County Tipperary Chamber of Commerce CEO, Michelle Aylward
The County Tipperary Chamber is appealing for business owners to consider hiring Ukrainian refugees to fill vacancies.
The job placement initiative was established to help new Ukrainian members of the community assimilate in the Premier County.
County Tipperary Chamber CEO Michelle Aylward said the initiative started when Ireland began to accept Ukrainian refugees when the Russian invasion of Ukraine began in February.
“We had a lot of Ukrainians coming to Tipperary in general and we have staff shortages at the moment,” said Michelle. “When we found that the Ukrainians were coming to Clonmel, a lot of them were highly qualified. It was an initiative to say that there is a majority of these that do want to work.”
While some refugees may not be prepared to enter the workforce due to the trauma they experienced when fleeing conflict, there are a number who wish to contribute to their new locality through offering their skills.
The Chamber also hopes the programme will help integrate refugees into their local communities.
“What we were doing then is we reached out to many of our members in the early days to acknowledge the workforce shortage and if you have any particular jobs that maybe the Ukrainian community could go straight into,” said Michelle.
Many refugees are working with basic English and need help to find opportunities that may be available for them.
The Chamber has asked for recognition of professional qualifications such as childcare certifications and driver’s licences.
The scheme has also called for reform of the garda vetting service to ensure people qualified to work in childcare and be facilitated as quickly as possible.

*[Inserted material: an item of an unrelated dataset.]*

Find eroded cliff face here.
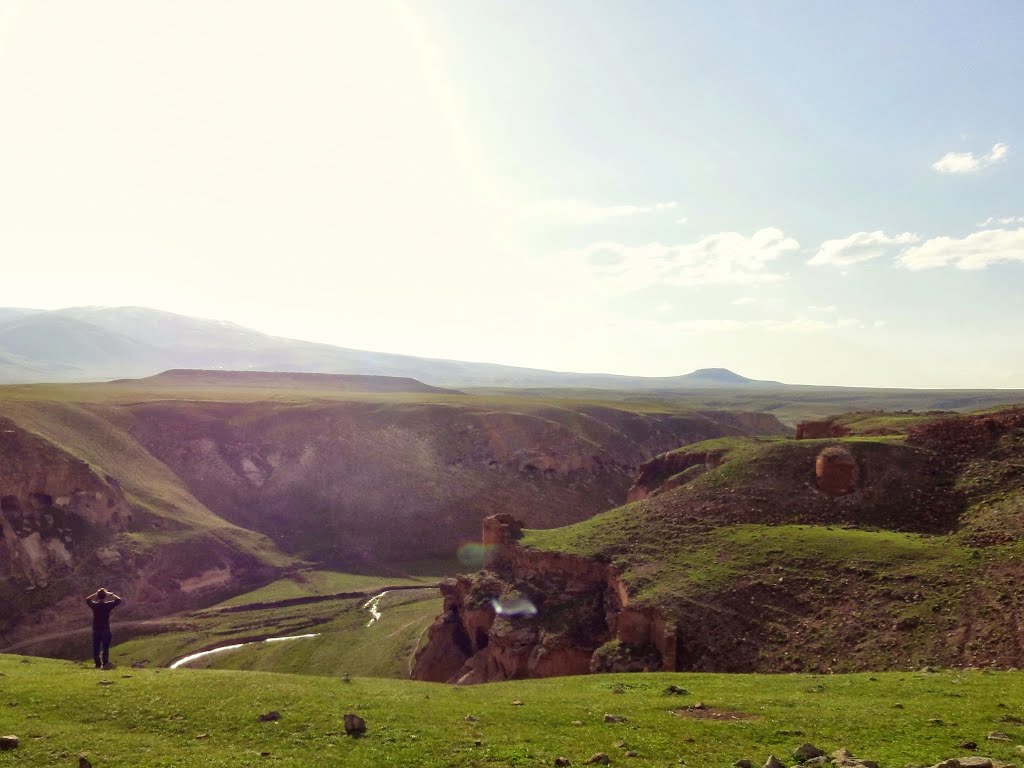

Since the initiative began, a number of businesses have approached and the chamber has advertised the vacancies via their social media and website.
The vacancies for Ukrainians are also advertised free of charge to help grant the initiative maximum exposure.
There have been a number of successful placements so far and Michelle believes it helps to accelerate the integration process.
“The more successful ones are those that have come out of their initial stages that they may have been put into temporary accommodation, say for example some of them may be from one of the centres in Clonmel.
“When they come out of it and they are housed, they come out a little more settled within the community they have then made the effort where they have had a part time job.”
Some of these Ukrainian refugees may even set up a future in Ireland and become permanent members of the local community.
Employers interested in the scheme are asked to include job title, address, a brief description of role, approximate hours per week, details if accommodation is a possibility with the job and level of English required in the application.
Further information is available on the Tipperary Chamber website.
Michelle is hopeful the scheme can build bridges and contribute something positive to the new members of the community who have had their lives upturned.
“Years ago, when the Irish emigrated, they set up roots and they built America and the UK,” said Michelle.
“Now we have an opportunity here that we have a very good economy in terms of jobs and hopefully the Ukrainians will settle here and help us backfill our jobs,” she added.